Minneapolis, Minnesota-based RetraceHealth has raised $1 milion from Blue Cross and Blue Shield of Minnesota, HealthEast Care System, and McKesson Ventures for its remote primary care offering.
RetraceHealth's founder Thompson Aderinkomi told MobiHealthNews that he started the company in 2013 after a bad experience while taking his son to the doctor’s office. Aderinkomi explained that his son came down with an aggressive cough and fever, which didn’t go away, so they went to a clinic. During the first visit, the doctors said it was viral and would resolve itself, but it didn’t. After three more doctor’s visits, his son was diagnosed with pneumonia.
“To add insult to injury we were on a high deductible plan in 2012, a $7,000 deductible, and the bill that we finally got was for $664.28,” Aderinkomi said. “This was just infuriating. Not only did we waste a bunch of time, not only did we lose hours of sleep, we had to pay hundreds of dollars. I sat there thinking with my wife, why is the system like this? I worked in the healthcare system for 10 years at that point, as a healthcare economist, but ... I had no idea that it was so crappy. It was just completely bogus. We were completely hoodwinked.”
Aderinkomi said that when he was first brainstorming starting a company, his basic premise was to retrace his steps — that there was a lot to learn from the past and not everything needed to be abandoned.
“If we retrace our steps, maybe we will find some things that we should pick back up,” Aderinkomi continued. “That was the reason I named the company that, long before i thought we would ever be doing home visits.”
The company plans to provide patients with primary care via video visits and in-person, home visits. Patients are able to schedule a visit on the company's website and then chat with the clinician from a phone, tablet, or computer. For any kind of health concern that needs to be addressed in-person, like lab tests, the clinician will visit the patient’s home.
RetraceHealth offers pay as you go pricing or membership pricing. If users want to pay as they go, video visits cost $60, home visits cost $150, home visits plus labs cost $190 (the a follow-up visit is free), in-home x-rays cost $160, and ultrasounds cost $160. An individual membership costs $50 per month and a family membership costs $100 per month. RetraceHealth is also in-network with Blue Cross and Blue Shield of Minnesota. One of the company’s other investors, HealthEast Care System, is also a customer.
RetraceHealth only hires nurse practitioners to treat patients. In about 20 states, nurse practitioners are able to practice independently in primary care.
“And those states, of which Minnesota is one, it’s highly unlikely we would refer a patient out to another primary care medical doctor, but we might refer them out to a specialist,” Aderinkomi said. “That’s something a family care doctor would do anyways.”

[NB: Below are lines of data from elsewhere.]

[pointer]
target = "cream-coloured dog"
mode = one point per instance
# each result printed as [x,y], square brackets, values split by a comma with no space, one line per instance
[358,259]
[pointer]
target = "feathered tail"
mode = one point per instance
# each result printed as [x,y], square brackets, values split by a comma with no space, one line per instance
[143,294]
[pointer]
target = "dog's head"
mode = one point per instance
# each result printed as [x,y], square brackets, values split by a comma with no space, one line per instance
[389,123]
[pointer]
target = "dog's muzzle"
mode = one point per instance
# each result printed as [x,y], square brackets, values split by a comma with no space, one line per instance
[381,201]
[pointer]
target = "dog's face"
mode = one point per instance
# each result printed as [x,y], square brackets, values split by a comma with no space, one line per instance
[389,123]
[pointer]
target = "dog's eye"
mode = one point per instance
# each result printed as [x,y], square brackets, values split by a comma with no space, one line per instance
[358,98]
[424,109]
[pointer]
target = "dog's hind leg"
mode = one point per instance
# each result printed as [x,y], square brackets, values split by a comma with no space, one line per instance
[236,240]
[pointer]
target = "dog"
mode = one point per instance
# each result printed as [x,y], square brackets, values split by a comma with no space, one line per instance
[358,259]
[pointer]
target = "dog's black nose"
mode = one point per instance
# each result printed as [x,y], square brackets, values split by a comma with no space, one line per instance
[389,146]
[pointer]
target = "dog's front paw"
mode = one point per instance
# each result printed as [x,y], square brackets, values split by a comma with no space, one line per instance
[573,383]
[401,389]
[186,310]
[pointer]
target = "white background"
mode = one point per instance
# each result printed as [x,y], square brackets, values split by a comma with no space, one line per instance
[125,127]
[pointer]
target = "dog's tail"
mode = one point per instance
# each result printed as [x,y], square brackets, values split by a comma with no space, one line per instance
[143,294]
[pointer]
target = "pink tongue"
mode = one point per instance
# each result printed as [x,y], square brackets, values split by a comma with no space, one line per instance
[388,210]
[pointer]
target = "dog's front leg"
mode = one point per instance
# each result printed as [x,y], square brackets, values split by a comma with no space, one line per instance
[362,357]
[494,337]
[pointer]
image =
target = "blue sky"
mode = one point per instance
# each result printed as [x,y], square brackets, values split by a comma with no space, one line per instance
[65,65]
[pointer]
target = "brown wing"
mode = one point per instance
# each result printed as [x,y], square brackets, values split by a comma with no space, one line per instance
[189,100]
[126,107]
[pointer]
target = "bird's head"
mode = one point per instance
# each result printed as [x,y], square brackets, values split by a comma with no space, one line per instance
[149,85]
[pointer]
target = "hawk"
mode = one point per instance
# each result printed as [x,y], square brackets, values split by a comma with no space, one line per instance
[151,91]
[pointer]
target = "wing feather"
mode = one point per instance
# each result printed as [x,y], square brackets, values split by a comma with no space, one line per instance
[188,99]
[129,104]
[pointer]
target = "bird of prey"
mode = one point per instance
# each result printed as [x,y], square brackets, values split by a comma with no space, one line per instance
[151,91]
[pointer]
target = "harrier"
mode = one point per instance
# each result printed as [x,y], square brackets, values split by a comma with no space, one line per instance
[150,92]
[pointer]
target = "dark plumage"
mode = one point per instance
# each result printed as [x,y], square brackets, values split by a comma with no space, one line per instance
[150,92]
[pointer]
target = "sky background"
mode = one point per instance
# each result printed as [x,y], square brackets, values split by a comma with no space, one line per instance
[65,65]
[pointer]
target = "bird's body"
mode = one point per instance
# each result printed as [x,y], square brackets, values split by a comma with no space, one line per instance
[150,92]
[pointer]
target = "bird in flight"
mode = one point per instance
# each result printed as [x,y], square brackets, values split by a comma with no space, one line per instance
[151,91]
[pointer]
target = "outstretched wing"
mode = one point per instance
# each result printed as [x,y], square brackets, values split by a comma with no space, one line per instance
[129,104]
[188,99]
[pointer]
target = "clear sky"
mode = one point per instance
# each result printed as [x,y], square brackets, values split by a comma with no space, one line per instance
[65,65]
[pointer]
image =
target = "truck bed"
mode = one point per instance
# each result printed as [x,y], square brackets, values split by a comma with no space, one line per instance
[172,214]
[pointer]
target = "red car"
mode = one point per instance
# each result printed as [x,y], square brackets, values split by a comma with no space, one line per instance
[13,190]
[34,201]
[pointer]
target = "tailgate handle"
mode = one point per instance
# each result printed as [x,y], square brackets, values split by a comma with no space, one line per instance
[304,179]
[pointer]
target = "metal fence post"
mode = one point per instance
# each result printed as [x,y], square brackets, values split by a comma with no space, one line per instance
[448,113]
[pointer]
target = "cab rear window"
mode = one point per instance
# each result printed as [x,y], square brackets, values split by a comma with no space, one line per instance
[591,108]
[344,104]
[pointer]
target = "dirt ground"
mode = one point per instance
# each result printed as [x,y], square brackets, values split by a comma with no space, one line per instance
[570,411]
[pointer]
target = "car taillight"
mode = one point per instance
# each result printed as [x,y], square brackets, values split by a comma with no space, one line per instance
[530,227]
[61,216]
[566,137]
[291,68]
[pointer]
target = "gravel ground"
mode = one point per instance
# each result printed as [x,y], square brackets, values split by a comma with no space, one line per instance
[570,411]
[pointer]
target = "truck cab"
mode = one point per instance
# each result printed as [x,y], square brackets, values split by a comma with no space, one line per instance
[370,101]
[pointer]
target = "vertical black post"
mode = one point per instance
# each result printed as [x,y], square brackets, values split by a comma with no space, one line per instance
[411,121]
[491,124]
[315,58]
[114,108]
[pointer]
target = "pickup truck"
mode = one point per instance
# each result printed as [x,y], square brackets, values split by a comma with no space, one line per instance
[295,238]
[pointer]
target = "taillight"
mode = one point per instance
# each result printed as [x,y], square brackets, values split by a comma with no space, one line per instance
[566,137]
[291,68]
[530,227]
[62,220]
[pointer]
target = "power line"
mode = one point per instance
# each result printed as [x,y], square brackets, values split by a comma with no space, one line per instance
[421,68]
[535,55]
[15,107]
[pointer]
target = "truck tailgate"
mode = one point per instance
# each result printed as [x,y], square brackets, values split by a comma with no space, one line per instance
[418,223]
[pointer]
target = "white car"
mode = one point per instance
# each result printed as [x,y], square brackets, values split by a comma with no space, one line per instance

Currently, the service is offered in almost the entire state of Minnesota, but the company will use the funds to expand the service out of the state — but only to states that offer nurse practitioners the same autonomy. Some of these include Connecticut, Alaska, Arizona, Colorado, Hawaii, Idaho, Maine, Nevada, New Hampshire, Oregon, and Rhode Island.
Aderinkomi said he believes there are many benefits to using a nurse practitioner for his service instead of a primary care MD.
“Given the company that I am working on, I believe in the model of using nurse practitioners,” he said. “They oftentimes have better outcomes than medical doctors. They get sued less often. One interesting fact is that the malpractice insurance costs less than for a medical doctor even in the same specialty. That says something, that means something. The way they are trained is different and most nurse practitioners practice as a nurse, an RN, before becoming a nurse practitioner. So they enter it in a different way. They approach being a nurse practitioner differently, having that experience of serving patients as an RN beforehand.”
Another house call app that offers doctor house calls for primary care, called Circle Medical, raised $2.9 million a few months ago. Types of visits that Circle Medical offers include annual wellness exams, vaccinations and flu shots, chronic condition management, and treatment if the user is sick or injured.